Korut Tunda Aksi Militer Terhadap Korsel

Lisye Sri Rahayu - detikNews
Rabu, 24 Jun 2020 05:54 WIB
A North Korean flag flies on a mast at the Permanent Mission of North Korea in Geneva October 2, 2014.   REUTERS/Denis Balibouse/File Photo
Ilustrasi (Foto: REUTERS/Denis Balibouse/File Photo)
Seoul -

Pemimpin Korea Utara, Kim Jong Un telah memimpin pertemuan Komisi Militer Pusat Partai Pekerja Korea.
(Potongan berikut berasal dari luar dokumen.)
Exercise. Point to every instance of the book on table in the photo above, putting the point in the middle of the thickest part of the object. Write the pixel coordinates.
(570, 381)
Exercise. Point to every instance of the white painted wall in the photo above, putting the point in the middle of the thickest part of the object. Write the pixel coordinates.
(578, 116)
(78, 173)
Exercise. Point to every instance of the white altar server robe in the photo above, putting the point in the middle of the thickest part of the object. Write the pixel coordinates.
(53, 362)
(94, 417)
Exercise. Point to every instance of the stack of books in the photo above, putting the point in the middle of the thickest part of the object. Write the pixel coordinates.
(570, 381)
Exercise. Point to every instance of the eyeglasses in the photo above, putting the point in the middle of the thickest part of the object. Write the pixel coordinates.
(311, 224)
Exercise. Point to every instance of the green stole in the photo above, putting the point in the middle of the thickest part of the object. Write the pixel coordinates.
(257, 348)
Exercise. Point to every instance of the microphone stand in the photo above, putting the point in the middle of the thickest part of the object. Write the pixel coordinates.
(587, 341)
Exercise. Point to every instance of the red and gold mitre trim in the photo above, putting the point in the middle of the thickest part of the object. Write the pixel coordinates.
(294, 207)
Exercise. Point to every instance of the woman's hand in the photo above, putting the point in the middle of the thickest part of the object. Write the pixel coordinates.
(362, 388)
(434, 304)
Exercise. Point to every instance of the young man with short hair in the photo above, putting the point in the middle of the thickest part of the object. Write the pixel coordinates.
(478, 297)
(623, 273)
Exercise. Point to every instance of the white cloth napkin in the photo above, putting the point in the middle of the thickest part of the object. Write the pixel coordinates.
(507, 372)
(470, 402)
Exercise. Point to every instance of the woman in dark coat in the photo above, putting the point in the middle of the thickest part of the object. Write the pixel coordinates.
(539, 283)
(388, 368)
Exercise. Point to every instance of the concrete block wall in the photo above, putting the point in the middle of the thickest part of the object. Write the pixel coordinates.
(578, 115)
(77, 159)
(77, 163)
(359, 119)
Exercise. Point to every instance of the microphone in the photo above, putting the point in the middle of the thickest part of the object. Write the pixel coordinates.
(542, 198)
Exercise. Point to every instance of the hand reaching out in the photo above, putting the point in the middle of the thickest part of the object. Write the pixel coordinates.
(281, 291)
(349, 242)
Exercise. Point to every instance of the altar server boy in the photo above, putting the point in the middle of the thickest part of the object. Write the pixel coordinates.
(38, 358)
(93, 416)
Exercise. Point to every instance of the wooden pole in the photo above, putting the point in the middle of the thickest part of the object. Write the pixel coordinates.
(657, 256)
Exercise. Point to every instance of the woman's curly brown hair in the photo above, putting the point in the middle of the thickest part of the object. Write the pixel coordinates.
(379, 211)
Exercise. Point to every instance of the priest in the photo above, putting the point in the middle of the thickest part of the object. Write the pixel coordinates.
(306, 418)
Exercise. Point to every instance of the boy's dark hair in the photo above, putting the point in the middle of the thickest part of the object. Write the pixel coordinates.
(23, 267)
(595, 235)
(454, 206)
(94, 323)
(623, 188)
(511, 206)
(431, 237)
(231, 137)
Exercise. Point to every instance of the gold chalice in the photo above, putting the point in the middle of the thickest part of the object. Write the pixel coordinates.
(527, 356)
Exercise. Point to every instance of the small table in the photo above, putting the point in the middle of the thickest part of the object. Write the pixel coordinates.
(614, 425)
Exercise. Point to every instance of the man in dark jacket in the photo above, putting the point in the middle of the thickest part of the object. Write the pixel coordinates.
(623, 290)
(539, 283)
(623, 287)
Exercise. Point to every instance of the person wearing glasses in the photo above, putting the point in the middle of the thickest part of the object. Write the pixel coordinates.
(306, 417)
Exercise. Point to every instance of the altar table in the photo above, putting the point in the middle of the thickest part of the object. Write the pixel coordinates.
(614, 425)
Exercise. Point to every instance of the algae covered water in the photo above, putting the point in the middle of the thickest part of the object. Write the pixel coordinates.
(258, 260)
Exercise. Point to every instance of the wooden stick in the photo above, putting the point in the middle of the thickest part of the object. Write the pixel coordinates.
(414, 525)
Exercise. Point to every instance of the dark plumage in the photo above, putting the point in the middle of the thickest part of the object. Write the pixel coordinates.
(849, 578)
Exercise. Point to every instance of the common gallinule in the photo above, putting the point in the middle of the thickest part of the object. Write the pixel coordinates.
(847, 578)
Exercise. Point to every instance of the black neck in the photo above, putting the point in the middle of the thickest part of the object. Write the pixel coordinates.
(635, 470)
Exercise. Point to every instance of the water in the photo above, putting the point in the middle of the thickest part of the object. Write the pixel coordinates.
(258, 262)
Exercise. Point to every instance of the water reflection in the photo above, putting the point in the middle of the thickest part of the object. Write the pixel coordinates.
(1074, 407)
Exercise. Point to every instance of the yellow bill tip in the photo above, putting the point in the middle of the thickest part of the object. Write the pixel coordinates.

Pertemuan itu memutuskan untuk menunda rencana aksi militer terhadap Korea Selatan.

Dilansir Reuters, Rabu (24/6/2020) kantor berita resmi Korea Utara KCNA melaporkan bahwa pertemuan itu juga membahas dokumen-dokumen yang menguraikan langkah-langkah untuk "semakin memperkuat pencegahan perang negara itu".

Ketegangan politik kedua negara itu meningkat atas rencana kelompok-kelompok di Korea selatan untuk menyebarkan pamflet propaganda ke Korea utara. Menurut Pyongyang rencana itu melanggar kesepakatan antara keduanya.

Pada hari Selasa (16/6) lalu, Korea Utara meledakkan gedung kosong di perbatasan. Peristiwa itu menandakan Korea utara menyatakan berakhirnya dialog dengan Korea Selatan dan mengancam akan melancarkan aksi militer.

Adik Kim, Kim Yo Jong memperingatkan tindakan pembalasan pekan lalu terhadap Korea Selatan yang dapat melibatkan militer. Namun dia tidak menjelaskan lebih lanjut aksi militer itu.